Filming was done around Kuala Lumpur and Selangor and the Bukit Bintang MRT station was also used as a bomb scene.

== Soundtrack ==
The official soundtrack for the movie Polis EVO 3 is "Ayuh" performed by Malique, Kmy Kmo, Ernie Zakri and Aman RA. It was released on April 13, 2023, which is the same day the movie trailer was released for the music video lyrics, and the official music video on May 19, 2023, six days before the full release on May 25.

==Output==

=== Screening ===
Following the spread of the COVID-19 pandemic in Malaysia which resulted in the closure of cinemas and the implementation of the Movement Control Order (MCO) carried out throughout the country, Datuk Yusof Haslam (executive producer of the film) announced that this film together with Abang Long Fadil 3 (also directed by Syafiq) has postponed its planned launch in early 2022. Unfortunately, this film was scheduled to release in Malaysia, Singapore and Brunei from 25 May 2023 after Eid al-Fitr, a week after Fast X and a week before Spider-Man: Across The Spider-Verse.

=== Marketing ===
On the launch of this film, Polis Evo 3 collaborated with PUBG Mobile by applying a special limited content pack themed to the film. A special edition action figure of this film was also released in collaboration with Astro Shaw, Rojak Daily and English Speaking Asians (ESA). This film mural by Abdul Rashade has been immortalized in Jalan Kamunting, Kuala Lumpur thanks to the support of Kuala Lumpur City Hall (DBKL). The mural launched by Raja Jastina Raja Arshad (head of Astro Shaw & Nusantara), Euan Daryl Smith (CEO of Astro), Zizan Razak and Shaheizy Sam.

== Reception ==

===Box office===

| Days of screening | Cumulative sales |
|---|---|
| Early screening (24 May) | RM 1.3 million (US$272,679) |
| 1 day (25 May) | RM 3.4 million (US$713,162) |
| 4 days (28 May) | RM16 million (US$3,356,057) |
| 7 days (31 May) | RM25 million (US$5,243,840) |
| 9 days (2 June) | RM30 million (US$6,292,608) |
| 12 days (6 June) | RM41 million (US$8,662,823) |
| 16 days (10 June) | RM45 million (US$9,438,912) |
| 24 days (18 June) | RM50 million (US$10,487,680) |
| 32 days (26 June) | RM52 million (US$10,907,187) |
| 56 days (20 July) | RM54 million (US$11,326,694) |

Polis Evo 3 reached RM3.4 million on the opening day of the release across Malaysia, Singapore and Brunei to beat out Fast X that release around.
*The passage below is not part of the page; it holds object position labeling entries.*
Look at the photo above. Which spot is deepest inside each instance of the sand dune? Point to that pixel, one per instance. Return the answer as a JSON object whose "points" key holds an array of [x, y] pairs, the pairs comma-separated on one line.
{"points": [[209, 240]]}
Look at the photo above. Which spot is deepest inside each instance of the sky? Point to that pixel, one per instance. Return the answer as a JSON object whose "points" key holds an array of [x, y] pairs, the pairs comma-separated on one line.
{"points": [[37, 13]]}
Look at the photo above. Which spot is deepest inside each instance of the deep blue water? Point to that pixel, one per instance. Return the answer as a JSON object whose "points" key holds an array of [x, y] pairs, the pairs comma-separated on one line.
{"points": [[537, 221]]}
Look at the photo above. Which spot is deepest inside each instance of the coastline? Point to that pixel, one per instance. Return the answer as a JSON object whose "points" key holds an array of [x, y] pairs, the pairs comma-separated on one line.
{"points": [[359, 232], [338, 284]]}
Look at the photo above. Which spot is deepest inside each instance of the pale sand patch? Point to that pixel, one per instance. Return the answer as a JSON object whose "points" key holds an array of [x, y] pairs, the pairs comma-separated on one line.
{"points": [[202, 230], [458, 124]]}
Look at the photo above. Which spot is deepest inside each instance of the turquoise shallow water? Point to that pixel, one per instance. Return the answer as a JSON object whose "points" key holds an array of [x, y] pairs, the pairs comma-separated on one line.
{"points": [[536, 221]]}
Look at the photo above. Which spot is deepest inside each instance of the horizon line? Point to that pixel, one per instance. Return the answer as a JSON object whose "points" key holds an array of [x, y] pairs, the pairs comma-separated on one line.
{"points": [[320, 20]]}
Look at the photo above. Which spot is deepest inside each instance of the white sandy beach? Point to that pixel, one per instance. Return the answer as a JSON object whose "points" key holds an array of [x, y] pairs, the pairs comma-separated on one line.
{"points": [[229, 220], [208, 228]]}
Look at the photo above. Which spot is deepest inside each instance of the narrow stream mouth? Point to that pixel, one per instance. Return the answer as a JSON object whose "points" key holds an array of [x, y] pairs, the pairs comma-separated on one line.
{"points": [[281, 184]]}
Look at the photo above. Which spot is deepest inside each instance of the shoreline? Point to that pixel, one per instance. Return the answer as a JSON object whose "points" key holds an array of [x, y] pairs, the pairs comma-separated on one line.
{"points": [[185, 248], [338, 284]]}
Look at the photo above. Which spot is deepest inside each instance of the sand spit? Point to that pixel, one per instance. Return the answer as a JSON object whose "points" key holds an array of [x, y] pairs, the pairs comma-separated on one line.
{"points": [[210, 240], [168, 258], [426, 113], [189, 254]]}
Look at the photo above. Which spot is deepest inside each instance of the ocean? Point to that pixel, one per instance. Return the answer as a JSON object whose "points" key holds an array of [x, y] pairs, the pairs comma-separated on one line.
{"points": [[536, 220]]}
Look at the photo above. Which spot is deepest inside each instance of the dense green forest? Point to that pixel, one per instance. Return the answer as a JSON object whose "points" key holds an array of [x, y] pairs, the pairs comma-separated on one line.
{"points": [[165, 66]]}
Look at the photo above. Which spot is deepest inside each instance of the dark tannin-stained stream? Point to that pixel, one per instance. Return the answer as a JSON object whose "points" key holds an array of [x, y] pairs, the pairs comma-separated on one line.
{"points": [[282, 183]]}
After 4 days, this film beat Syamsul Yusof's directed film, Mat Kilau: Kebangkitan Pahlawan (RM12.2 million after 4 days) for a box office record of RM16 million post-COVID 19 pandemic and behind another Syamsul's film, Munafik 2 (RM21 million after 4 days) for an overall record. After a week of screening, this film beat out its predecessor, Polis Evo 2, equals Abang Long Fadil 3 directed by Syafiq Yusof which was co-produced by Skop Productions and Astro Shaw and also beat out another box office record from Mat Kilau. This film managed to equal Astro Shaw's distributed animated film, BoBoiBoy Movie 2 by collecting RM30 million in just 9 days. After 2 weeks of screening, this film became Astro Shaw's number 1 box office film by collecting RM41 million; thus beating out Hantu Kak Limah and Mechamato Movie. On Father's Day, this film became the second film to reach the RM50 million mark after 24 days. The film kept rising until it reached RM54 million across 3 countries and RM50.11 million in Malaysia.

Astro collected an income of RM870 million for the second quarter for the financial year ends 31 January 2024. Some of that income was generated from this film and MALBATT: Misi Bakara (RM32.5 million as 18 September 2023) which both films were produced by Astro Shaw.